It Turns Out That Google’s Impressive Gemini AI Video Demo is “Fake”

Google’s Gemini AI Video Demo Sparks Controversy as Authenticity Comes into Question

It has come to light that Google’s impressive Gemini AI demo is not as it initially appeared.

On 6 December, Google unveiled Gemini, its most powerful AI model, entering the competition alongside renowned chatbots like Open AI’s Chat GPT-4.

Gemini boasts multimodal capabilities, enabling it to generate and comprehend an unprecedented range of data types including text, audio, video, images and even code. What’s even more astounding is that Gemini demonstrated solving mathematical reasoning problems, dissecting complex scientific data, and mastering advanced coding tasks.

To promote its launch, a series of video demonstrations were released to highlight Gemini’s capabilities. If you’ve watched the initial hands-on video demonstration, you may have been wowed to the point where you might think that AI is taking over the world.

However, the video, which garnered two million views in just two days, has since been mired in controversy. It turns out that the demonstration was not entirely real.

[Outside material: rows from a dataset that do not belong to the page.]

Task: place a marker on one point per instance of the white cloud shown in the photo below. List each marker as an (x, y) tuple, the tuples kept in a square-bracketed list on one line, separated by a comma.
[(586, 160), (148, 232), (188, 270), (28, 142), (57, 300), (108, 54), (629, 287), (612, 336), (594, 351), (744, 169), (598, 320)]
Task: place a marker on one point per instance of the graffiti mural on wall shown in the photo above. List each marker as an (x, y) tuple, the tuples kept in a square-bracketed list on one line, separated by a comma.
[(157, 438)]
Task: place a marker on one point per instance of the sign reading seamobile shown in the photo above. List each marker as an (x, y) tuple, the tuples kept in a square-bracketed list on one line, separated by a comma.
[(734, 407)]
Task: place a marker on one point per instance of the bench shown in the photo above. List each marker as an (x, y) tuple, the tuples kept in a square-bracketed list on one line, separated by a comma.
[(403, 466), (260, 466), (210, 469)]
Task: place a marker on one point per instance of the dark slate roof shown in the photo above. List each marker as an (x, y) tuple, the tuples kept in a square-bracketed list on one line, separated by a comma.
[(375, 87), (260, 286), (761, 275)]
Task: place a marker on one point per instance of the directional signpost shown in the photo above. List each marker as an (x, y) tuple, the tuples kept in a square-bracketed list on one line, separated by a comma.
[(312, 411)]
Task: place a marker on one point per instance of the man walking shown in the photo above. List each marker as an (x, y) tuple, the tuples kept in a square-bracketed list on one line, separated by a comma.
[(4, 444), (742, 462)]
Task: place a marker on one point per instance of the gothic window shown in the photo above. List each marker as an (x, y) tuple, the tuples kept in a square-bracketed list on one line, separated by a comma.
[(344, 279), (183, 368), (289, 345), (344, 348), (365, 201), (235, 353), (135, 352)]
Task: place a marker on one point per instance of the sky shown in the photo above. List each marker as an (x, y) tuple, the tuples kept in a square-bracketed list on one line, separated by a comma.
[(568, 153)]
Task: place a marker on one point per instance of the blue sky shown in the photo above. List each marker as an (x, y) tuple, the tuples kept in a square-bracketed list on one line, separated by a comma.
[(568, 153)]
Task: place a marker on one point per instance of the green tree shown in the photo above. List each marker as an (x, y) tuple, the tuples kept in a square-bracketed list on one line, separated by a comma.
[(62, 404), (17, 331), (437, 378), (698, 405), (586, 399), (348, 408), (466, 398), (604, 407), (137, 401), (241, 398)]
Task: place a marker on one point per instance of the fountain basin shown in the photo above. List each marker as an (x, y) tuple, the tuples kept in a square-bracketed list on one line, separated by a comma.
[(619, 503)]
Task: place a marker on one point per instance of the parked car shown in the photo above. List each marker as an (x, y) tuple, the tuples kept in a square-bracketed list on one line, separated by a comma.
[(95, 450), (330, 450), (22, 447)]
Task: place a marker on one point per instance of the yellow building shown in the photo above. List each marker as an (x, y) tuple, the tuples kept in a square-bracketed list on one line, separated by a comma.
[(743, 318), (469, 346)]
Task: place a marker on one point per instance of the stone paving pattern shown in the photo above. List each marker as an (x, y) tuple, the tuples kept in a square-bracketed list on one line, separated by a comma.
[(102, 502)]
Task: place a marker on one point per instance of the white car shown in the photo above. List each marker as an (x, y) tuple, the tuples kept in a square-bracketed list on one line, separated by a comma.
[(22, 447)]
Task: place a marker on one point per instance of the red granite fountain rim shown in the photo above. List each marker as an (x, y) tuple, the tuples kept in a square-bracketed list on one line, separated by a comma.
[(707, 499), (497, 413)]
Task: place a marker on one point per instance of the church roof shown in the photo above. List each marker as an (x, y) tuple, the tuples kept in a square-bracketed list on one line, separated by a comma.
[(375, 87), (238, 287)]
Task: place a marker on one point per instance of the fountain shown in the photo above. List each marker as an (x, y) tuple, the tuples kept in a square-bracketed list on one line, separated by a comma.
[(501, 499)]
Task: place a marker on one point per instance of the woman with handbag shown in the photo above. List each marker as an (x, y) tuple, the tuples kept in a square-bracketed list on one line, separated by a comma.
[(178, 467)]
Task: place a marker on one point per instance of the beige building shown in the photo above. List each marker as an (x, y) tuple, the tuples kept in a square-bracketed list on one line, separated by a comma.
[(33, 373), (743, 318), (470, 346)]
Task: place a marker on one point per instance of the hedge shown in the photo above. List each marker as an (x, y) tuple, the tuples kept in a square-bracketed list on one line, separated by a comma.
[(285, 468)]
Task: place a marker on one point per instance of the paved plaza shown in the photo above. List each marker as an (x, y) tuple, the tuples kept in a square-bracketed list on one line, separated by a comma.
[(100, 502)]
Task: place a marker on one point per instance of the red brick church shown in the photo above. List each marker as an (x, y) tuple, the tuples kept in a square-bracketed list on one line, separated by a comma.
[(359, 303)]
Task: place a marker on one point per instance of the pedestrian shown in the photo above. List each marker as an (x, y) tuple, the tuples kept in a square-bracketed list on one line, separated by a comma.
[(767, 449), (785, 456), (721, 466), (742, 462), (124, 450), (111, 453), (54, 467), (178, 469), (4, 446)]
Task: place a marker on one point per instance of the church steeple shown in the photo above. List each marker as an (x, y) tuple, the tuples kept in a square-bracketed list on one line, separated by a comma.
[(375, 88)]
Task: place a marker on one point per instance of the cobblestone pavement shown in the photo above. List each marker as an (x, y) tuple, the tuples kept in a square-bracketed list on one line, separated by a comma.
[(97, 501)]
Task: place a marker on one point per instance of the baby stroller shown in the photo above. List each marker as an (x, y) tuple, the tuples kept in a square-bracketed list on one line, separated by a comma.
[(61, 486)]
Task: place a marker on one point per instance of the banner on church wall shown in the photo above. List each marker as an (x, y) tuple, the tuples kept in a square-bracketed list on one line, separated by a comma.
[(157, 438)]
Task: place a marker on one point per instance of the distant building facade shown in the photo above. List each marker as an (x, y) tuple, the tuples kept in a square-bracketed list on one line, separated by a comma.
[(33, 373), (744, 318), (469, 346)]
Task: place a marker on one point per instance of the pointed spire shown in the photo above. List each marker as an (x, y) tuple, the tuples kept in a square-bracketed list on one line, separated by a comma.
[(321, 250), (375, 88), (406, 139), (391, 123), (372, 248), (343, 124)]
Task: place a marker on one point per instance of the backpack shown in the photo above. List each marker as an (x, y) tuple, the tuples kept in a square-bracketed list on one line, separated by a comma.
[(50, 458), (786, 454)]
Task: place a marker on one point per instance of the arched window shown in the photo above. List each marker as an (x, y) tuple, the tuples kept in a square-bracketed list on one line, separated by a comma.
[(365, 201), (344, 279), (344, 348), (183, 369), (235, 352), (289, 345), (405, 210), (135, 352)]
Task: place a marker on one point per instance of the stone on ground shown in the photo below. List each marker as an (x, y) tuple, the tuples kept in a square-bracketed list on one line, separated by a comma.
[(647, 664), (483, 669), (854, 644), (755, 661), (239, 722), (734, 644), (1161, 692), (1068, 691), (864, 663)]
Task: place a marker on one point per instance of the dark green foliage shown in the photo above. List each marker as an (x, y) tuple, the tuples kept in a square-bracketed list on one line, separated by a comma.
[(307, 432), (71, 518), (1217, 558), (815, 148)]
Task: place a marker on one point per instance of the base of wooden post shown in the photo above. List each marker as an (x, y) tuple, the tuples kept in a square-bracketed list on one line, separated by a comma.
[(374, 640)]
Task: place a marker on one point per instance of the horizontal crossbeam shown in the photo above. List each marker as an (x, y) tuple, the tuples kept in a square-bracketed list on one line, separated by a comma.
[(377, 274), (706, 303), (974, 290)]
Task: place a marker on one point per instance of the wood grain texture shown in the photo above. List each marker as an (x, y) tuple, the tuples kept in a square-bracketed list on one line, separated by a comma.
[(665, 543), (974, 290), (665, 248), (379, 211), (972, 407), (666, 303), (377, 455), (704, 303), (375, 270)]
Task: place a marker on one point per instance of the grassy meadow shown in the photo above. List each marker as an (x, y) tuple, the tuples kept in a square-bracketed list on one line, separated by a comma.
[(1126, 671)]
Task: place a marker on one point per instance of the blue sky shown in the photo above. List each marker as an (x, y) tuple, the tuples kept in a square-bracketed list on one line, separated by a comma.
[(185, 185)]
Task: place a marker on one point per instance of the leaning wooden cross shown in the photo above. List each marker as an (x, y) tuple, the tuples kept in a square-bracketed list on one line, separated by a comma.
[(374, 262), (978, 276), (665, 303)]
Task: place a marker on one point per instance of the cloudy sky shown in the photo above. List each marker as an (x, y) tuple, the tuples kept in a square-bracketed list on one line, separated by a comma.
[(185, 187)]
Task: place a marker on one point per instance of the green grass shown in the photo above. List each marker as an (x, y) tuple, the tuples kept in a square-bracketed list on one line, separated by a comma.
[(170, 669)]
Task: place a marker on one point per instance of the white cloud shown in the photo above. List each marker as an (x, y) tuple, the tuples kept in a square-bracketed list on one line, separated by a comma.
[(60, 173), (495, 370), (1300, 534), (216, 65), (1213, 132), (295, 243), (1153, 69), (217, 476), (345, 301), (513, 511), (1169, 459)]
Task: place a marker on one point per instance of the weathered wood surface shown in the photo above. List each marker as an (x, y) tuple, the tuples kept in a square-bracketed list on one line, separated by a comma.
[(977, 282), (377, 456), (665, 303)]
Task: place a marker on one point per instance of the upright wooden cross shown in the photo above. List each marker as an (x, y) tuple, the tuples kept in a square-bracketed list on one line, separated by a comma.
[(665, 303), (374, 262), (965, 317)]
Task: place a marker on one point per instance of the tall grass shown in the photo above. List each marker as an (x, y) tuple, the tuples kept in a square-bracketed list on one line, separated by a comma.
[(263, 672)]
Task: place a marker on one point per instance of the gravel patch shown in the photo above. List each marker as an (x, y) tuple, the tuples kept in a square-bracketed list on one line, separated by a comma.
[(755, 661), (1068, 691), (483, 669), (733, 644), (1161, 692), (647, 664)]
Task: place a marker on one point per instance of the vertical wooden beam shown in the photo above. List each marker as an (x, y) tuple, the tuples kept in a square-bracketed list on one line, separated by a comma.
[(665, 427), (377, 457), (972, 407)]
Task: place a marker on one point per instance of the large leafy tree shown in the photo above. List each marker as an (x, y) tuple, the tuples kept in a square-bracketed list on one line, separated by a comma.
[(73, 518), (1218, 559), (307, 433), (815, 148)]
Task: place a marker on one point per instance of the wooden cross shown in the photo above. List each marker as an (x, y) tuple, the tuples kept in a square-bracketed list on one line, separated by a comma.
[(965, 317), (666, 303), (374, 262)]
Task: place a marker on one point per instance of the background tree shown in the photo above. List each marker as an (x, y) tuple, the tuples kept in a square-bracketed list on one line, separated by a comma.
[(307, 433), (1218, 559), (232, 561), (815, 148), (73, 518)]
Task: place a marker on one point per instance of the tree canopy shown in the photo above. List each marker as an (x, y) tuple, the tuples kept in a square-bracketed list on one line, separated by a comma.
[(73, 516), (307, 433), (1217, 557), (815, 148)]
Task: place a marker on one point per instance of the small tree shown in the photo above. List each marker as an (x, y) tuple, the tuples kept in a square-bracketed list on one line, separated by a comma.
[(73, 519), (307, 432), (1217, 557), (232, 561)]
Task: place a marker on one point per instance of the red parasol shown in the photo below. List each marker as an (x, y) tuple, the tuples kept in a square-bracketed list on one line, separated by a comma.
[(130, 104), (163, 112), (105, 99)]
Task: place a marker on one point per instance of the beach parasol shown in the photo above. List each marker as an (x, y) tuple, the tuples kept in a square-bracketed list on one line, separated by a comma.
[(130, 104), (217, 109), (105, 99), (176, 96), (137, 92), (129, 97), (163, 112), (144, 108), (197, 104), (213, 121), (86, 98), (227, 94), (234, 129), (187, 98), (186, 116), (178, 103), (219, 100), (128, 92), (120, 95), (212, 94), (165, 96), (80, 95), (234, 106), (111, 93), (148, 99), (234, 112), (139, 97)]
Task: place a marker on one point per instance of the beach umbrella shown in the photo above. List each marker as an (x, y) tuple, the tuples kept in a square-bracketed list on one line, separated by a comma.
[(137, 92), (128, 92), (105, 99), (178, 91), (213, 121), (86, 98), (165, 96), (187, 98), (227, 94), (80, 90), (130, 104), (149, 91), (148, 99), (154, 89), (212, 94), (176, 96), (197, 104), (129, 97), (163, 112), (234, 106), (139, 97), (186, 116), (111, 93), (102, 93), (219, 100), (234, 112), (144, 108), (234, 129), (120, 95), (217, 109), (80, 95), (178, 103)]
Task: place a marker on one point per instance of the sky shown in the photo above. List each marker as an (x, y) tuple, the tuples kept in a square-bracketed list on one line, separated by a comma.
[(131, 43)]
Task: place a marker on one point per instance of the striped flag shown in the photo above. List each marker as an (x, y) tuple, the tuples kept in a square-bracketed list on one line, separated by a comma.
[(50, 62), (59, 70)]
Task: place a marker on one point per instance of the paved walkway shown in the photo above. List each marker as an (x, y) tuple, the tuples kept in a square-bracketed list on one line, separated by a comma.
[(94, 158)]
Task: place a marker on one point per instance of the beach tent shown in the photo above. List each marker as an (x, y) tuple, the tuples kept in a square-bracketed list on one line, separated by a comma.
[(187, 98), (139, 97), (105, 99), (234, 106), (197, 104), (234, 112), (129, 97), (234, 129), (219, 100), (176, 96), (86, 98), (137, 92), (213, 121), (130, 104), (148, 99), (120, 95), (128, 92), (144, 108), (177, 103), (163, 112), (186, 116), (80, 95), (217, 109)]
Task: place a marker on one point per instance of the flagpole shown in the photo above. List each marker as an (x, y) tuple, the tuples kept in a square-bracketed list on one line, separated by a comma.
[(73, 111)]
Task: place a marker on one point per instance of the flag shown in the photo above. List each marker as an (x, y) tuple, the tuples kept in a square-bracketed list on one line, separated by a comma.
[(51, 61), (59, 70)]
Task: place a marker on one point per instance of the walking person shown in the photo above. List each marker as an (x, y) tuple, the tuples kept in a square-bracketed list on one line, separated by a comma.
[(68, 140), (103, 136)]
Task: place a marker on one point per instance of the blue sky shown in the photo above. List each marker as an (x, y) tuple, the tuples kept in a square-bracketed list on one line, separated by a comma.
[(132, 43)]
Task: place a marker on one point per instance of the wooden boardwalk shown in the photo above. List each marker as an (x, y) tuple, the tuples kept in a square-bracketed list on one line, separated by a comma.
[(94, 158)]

Google has Admitted that The Video was Edited

The video portrays a user engaging in a seamless interaction with Gemini. It begins with a multimodal dialogue, where the user places a paper on a table and draws a duck, prompting Gemini to analyse the drawing until the final product was revealed.

Source: YouTube (Google)

The user then inquires about how to say duck in another language, showcasing Gemini’s multilingual abilities.

Source: YouTube (Google)

The user even tests Gemini with visual puzzles by placing a paper ball under one of three cups, and Gemini accurately guesses the location.

Source: YouTube (Google)

The user even motioned the game of rock, paper, and scissors and of course, Gemini promptly guesses the game correctly.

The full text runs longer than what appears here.